There it was in a niche some five feet from the ground, its splintered portions bearing decided witness to the dreadful struggle I had made to obtain my freedom. I advanced and examined it closely. It was a frail shell enough--unlined, unornamented--a wretched sample of the undertaker's art, though God knows I had no fault to find with its workmanship, nor with the haste of him who fashioned it. Something shone at the bottom of it--it was a crucifix of ebony and silver. That good monk again! His conscience had not allowed him to see me buried without this sacred symbol; he had perhaps laid it on my breast as the last service he could render me; it had fallen from thence, no doubt, when I had wrenched my way through the boards that inclosed me. I took it and kissed it reverently--I resolved that if ever I met the holy father again, I would tell him my story, and, as a proof of its truth, restore to him this cross, which he would be sure to recognize. Had they put my name on the coffin-lid? I wondered. Yes, there it was--painted on the wood in coarse, black letters, "FABIO ROMANI"--then followed the date of my birth; then a short Latin inscription, stating that I had died of cholera on August 15, 1884. That was yesterday--only yesterday! I seemed to have lived a century since then.

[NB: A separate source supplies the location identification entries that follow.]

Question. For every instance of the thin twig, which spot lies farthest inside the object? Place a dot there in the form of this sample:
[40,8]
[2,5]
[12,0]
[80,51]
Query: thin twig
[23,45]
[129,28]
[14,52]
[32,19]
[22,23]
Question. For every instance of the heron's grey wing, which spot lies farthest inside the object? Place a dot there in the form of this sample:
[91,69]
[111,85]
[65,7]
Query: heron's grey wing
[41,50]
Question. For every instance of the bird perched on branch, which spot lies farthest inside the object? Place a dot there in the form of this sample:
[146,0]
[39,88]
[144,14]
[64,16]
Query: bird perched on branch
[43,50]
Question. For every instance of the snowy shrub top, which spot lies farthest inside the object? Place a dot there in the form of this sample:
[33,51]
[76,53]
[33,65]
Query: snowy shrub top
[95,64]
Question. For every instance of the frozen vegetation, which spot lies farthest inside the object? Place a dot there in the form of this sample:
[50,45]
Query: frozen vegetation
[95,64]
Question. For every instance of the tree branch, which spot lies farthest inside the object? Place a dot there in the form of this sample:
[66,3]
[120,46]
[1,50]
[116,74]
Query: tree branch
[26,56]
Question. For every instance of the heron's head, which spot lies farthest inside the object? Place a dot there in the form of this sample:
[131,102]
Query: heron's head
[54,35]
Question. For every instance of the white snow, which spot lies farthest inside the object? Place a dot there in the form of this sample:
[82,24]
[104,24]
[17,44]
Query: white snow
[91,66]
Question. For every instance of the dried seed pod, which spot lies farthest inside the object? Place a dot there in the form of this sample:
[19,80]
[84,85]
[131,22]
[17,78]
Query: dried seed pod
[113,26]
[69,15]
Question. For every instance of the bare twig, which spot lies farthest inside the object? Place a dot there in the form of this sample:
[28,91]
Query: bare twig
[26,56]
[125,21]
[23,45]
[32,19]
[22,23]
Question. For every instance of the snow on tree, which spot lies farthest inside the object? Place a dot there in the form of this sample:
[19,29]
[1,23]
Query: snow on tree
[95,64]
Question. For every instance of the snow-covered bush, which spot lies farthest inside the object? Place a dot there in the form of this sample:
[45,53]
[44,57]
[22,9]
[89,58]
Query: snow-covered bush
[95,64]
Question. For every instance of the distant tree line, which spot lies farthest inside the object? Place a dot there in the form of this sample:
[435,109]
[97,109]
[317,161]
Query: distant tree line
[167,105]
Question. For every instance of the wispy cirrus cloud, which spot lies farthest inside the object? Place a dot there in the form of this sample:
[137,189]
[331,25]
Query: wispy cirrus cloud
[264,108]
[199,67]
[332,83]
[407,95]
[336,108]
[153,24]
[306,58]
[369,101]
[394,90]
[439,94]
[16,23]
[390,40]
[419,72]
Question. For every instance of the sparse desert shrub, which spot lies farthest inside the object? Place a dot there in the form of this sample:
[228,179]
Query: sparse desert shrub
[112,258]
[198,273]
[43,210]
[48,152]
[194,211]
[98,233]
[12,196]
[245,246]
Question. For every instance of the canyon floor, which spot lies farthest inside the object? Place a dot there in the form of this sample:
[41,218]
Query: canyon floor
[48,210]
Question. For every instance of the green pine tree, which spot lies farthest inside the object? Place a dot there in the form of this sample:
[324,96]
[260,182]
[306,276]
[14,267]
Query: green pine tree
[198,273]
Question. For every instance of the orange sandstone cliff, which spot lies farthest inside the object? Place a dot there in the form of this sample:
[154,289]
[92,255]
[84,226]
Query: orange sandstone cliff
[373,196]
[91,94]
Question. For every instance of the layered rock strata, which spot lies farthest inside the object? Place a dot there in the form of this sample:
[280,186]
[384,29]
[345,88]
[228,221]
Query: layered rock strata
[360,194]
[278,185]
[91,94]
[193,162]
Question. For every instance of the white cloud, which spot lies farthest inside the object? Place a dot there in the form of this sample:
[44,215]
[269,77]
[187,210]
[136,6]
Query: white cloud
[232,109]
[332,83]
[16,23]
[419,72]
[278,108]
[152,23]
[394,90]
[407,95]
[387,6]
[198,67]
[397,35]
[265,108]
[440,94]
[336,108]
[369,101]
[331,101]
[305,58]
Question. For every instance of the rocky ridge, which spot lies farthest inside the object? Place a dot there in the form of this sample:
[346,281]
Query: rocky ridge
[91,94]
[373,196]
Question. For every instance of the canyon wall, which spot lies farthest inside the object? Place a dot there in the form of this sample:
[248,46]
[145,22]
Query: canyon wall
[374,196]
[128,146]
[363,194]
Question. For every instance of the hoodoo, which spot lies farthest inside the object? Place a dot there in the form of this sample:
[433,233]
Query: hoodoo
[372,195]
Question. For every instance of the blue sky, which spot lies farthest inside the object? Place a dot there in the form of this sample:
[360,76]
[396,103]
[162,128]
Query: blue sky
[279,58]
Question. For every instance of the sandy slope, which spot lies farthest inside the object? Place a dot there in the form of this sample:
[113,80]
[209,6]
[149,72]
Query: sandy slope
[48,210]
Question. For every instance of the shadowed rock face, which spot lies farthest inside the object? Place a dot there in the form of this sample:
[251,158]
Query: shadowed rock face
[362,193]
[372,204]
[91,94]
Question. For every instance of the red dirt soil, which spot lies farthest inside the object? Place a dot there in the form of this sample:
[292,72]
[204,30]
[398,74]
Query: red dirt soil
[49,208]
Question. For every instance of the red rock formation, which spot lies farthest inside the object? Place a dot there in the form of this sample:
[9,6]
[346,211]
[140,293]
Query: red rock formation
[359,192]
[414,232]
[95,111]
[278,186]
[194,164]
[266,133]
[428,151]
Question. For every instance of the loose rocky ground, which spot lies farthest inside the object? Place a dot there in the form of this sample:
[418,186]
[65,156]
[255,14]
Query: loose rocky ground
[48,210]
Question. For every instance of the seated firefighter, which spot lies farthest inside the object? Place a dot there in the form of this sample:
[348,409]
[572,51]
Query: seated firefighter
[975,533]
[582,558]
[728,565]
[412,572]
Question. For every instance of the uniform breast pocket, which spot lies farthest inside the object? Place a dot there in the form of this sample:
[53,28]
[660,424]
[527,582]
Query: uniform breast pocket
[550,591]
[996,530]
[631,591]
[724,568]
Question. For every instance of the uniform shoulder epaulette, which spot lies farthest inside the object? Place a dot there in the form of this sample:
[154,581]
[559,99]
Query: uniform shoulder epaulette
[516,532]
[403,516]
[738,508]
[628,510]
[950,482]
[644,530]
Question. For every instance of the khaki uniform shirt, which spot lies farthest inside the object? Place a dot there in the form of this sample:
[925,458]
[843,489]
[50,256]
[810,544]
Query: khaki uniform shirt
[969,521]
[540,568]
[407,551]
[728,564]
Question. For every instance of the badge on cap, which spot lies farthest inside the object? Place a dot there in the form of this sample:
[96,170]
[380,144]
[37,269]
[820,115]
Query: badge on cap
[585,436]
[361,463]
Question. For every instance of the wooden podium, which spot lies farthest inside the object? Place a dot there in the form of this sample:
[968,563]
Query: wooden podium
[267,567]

I turned to look at my father's resting-place. The velvet on his coffin hung from its sides in moldering remnants--but it was not so utterly damp-destroyed and worm-eaten as the soaked and indistinguishable material that still clung to the massive oaken chest in the next niche, where SHE lay--she from whose tender arms I had received my first embrace--she in whose loving eyes I had first beheld the world! I knew by a sort of instinct that it must have been with the frayed fragments on her coffin that my fingers had idly played in the darkness. I counted as before the bits of metal--eight bits length-wise, and four bits across--and on my father's close casket there were ten silver plates lengthwise and five across. My poor little mother! I thought of her picture--it hung in my library at home; the picture of a young, smiling, dark-haired beauty, whose delicate tint was as that of a peach ripening in the summer sun. All that loveliness had decayed into--what? I shuddered involuntarily--then I knelt humbly before those two sad hollows in the cold stone, and implored the blessing of the dead and gone beloved ones to whom, while they lived, my welfare had been dear. While I occupied this kneeling position the flame of my torch fell directly on some small object that glittered with remarkable luster. I went to examine it; it was a jeweled pendant composed of one large pear-shaped pearl, set round with fine rose brilliants! Surprised at this discovery, I looked about to see where such a valuable gem could possible have come from I then noticed an unusually large coffin lying sideways on the ground; it appeared as if it had fallen suddenly and with force, for a number of loose stones and mortar were sprinkled near it. Holding the light close to the ground, I observed that a niche exactly below the one in which I had been laid was empty, and that a considerable portion of the wall there was broken away. I then remembered that when I had sprung so desperately out of my narrow box I had heard something fall with a crash beside me, This was the thing, then--this long coffin, big enough to contain a man seven feet high and broad in proportion. What gigantic ancestor had I irreverently dislodged?--and was it from a skeleton throat that the rare jewel which I held in my hand had been accidentally shaken?